A colourless mixture of two substances (A) and (B) (excess) is soluble in $H_{2}O$, separately. (A) turns blue litmus red and (B) turns red litmus blue. (A) gives white ppt. with (B), which dissolves in excess of (B) forming (C). (A) when placed in moist air gives fumes and can form dimer. (A) gives white ppt. with ${NH}_{4}Cl$ and ${NH}_{4}OH$ soluble in (B). (A) also gives white precipitate with ${AgNO}_3$ soluble in ${NH}_{4}OH$.

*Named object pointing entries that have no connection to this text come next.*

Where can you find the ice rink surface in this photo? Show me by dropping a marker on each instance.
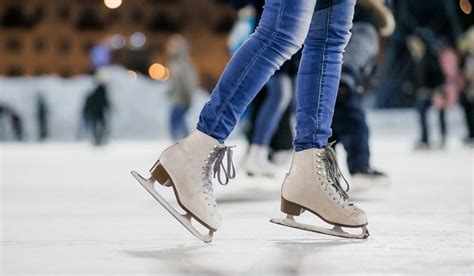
(72, 208)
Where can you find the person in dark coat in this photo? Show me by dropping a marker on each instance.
(371, 21)
(95, 112)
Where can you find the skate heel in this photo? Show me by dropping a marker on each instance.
(159, 173)
(290, 208)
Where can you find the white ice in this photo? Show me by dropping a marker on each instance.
(72, 208)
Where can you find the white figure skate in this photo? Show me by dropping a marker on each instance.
(313, 184)
(187, 167)
(257, 163)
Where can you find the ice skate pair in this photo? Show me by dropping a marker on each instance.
(312, 184)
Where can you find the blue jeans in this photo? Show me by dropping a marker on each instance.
(178, 127)
(351, 130)
(286, 25)
(279, 95)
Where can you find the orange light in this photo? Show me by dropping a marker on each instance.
(157, 71)
(465, 6)
(112, 4)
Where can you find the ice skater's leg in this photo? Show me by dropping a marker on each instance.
(353, 132)
(281, 32)
(319, 72)
(276, 101)
(313, 182)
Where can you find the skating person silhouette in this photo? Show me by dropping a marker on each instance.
(313, 181)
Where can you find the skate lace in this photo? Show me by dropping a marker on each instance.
(214, 168)
(331, 174)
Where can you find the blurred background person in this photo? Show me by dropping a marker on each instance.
(371, 21)
(42, 113)
(183, 81)
(432, 44)
(14, 120)
(96, 111)
(467, 95)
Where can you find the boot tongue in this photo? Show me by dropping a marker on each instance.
(334, 172)
(229, 170)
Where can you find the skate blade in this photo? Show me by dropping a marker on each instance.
(336, 231)
(185, 220)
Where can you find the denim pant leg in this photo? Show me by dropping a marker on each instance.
(320, 70)
(351, 129)
(278, 97)
(281, 32)
(178, 127)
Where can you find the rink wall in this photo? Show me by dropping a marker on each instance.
(139, 108)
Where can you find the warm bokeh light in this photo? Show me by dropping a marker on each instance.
(157, 71)
(465, 6)
(137, 39)
(112, 4)
(132, 74)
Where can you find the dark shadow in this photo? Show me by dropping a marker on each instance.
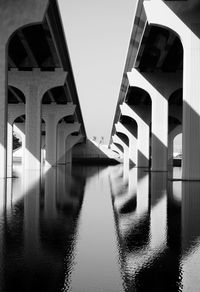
(188, 12)
(39, 231)
(90, 153)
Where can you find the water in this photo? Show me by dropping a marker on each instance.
(85, 229)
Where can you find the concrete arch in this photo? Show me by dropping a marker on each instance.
(20, 129)
(176, 131)
(143, 131)
(122, 139)
(63, 131)
(165, 19)
(132, 140)
(21, 27)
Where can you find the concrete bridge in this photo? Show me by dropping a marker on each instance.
(159, 95)
(37, 88)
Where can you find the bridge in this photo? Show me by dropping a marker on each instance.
(39, 100)
(159, 94)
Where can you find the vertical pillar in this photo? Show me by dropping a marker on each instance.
(132, 141)
(143, 144)
(159, 132)
(191, 108)
(68, 156)
(20, 128)
(61, 144)
(31, 13)
(51, 139)
(9, 149)
(33, 129)
(133, 145)
(34, 84)
(142, 135)
(3, 110)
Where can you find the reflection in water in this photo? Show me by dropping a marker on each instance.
(58, 231)
(159, 235)
(40, 233)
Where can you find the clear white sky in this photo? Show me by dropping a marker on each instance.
(98, 34)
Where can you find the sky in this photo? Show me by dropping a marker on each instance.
(97, 35)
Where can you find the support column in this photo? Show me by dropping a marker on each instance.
(159, 130)
(143, 135)
(159, 126)
(52, 114)
(51, 137)
(29, 14)
(117, 140)
(20, 129)
(191, 86)
(191, 109)
(9, 150)
(70, 142)
(132, 141)
(34, 84)
(63, 131)
(14, 111)
(33, 129)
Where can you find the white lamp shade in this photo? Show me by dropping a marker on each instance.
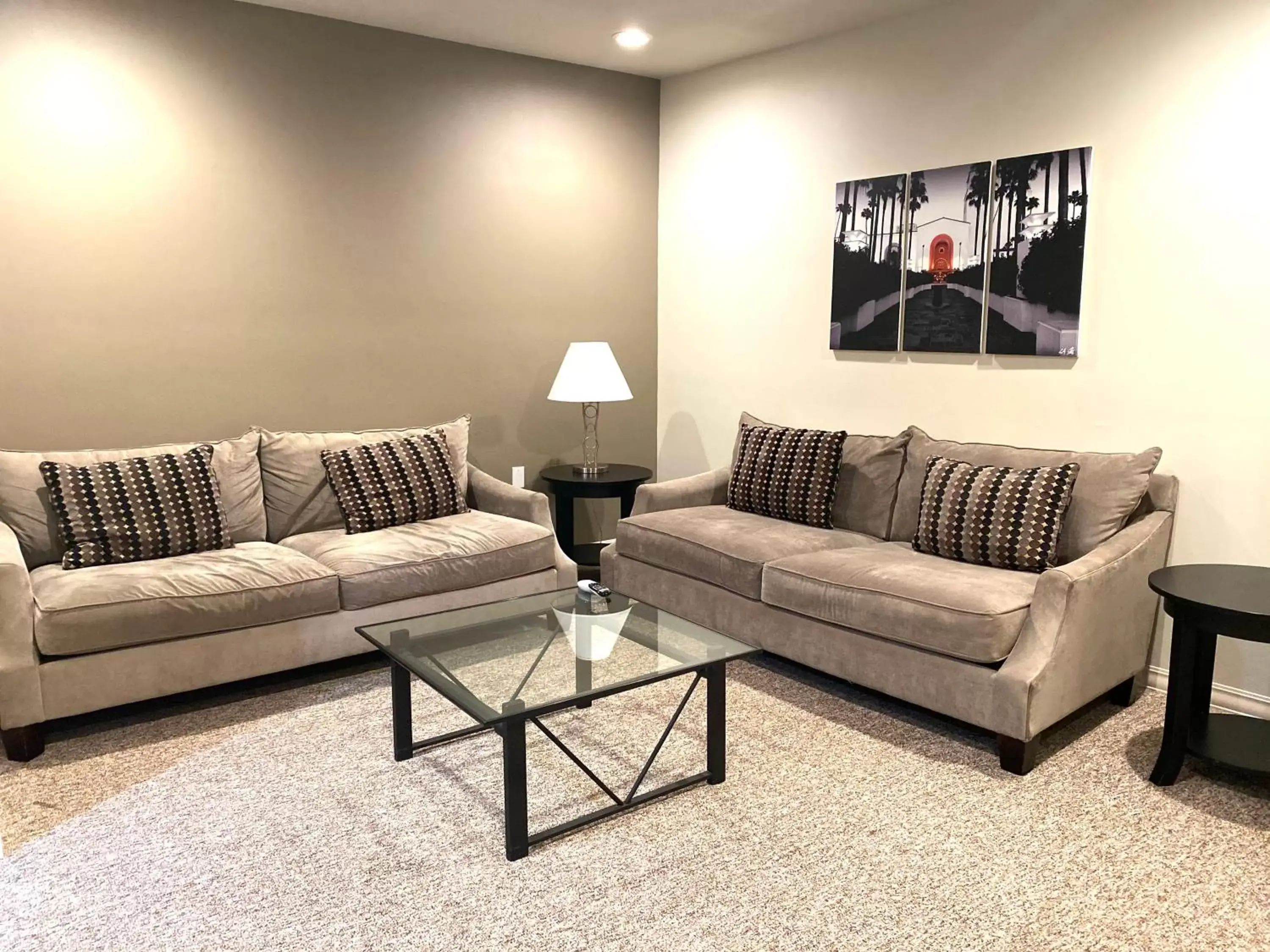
(590, 375)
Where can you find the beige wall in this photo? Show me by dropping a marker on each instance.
(1175, 347)
(215, 215)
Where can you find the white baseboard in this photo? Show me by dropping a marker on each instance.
(1225, 699)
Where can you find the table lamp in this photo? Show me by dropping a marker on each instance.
(590, 376)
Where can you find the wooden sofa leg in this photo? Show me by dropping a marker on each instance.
(1128, 691)
(23, 743)
(1016, 756)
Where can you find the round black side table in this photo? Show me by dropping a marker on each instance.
(1207, 601)
(618, 482)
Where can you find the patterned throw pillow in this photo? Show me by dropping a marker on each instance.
(407, 480)
(131, 511)
(992, 515)
(787, 474)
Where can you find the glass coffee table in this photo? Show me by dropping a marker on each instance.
(511, 663)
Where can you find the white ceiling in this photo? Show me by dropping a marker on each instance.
(687, 35)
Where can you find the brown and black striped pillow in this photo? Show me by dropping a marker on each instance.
(787, 474)
(379, 485)
(131, 511)
(994, 515)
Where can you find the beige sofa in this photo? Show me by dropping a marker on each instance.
(289, 593)
(1010, 652)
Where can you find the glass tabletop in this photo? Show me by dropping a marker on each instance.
(525, 654)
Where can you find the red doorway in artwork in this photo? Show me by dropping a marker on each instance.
(941, 257)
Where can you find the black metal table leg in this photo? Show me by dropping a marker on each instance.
(516, 800)
(717, 721)
(1202, 685)
(564, 522)
(1180, 704)
(582, 678)
(403, 732)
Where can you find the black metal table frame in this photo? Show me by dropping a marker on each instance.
(515, 716)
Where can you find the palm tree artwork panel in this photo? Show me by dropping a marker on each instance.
(947, 231)
(1037, 256)
(868, 258)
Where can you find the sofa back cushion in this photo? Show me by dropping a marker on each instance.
(1108, 492)
(26, 508)
(296, 494)
(868, 479)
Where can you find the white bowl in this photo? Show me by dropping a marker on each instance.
(592, 636)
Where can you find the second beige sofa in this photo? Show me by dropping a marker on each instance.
(289, 593)
(1010, 652)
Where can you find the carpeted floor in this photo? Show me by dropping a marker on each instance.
(849, 822)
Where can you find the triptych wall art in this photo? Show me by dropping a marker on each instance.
(981, 258)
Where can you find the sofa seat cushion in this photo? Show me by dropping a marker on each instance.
(428, 558)
(972, 612)
(724, 546)
(133, 603)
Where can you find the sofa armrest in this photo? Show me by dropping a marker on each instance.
(704, 489)
(21, 700)
(492, 495)
(1089, 630)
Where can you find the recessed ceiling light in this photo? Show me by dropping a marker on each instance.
(632, 39)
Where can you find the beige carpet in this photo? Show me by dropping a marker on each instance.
(280, 820)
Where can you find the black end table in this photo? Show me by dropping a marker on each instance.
(618, 482)
(1207, 601)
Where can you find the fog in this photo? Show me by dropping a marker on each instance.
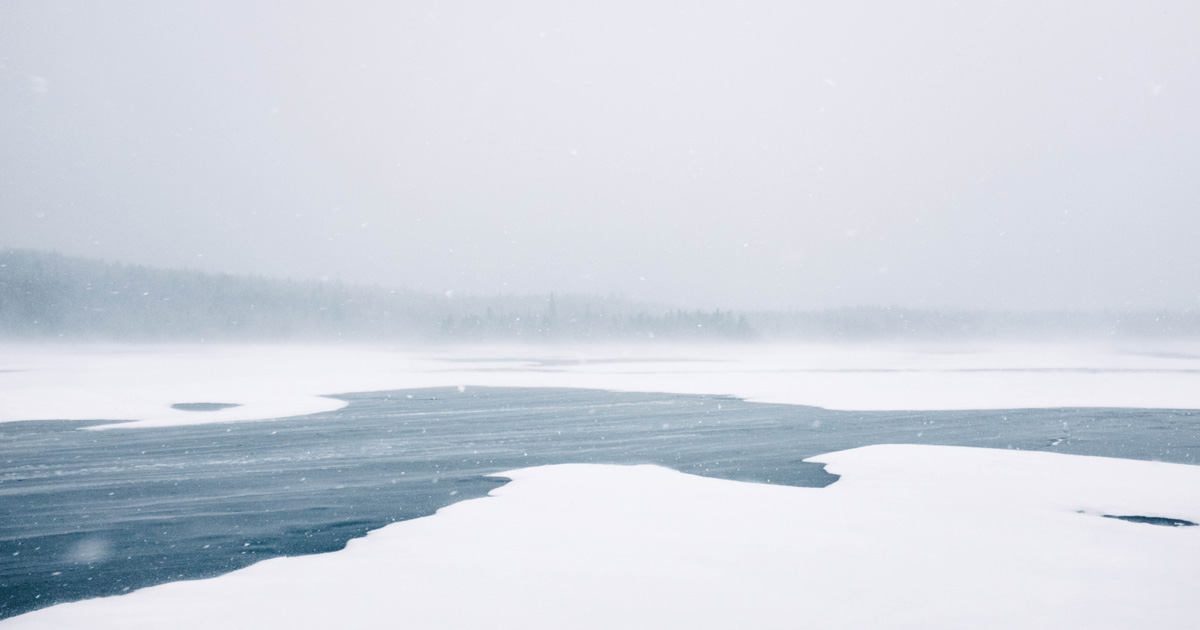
(733, 155)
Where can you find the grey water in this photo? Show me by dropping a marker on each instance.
(88, 514)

Thus, A turns blue litmus red. It is due to acidic solution because of ________.

• A. Hydrolysis of cation of A
• B. Hydrolysis of anion of A
• C. Hydrolysis of both cation and anion
• D. None of the above is correct

Answer 1

The correct option is A Hydrolysis of cation of A

The colourless mixture contains ${AlCl}_3$ as A and $NaOH$ as B which is present in excess.

${AlCl}_3$ is acidic in nature. It turns blue litmus red.

$NaOH$ is alkaline in nature. It turns red litmus blue.

${AlCl}_3$ reacts with $NaOH$ to give a white ppt of $Al(OH{)}_3$ which is soluble in more $NaOH$ to form $NaAl(OH{)}_4$

${AlCl}_3+3NaOH\to Al(OH{)}_3\downarrow (white)+3NaCl$

$Al(OH{)}_3+NaOH\to NaAl(OH{)}_4$

With moist air, ${AlCl}_3$ gives fumes of HCl.

${AlCl}_3+3H_{2}O\to Al(OH{)}_3+3HCl$

Therefore, option A is correct.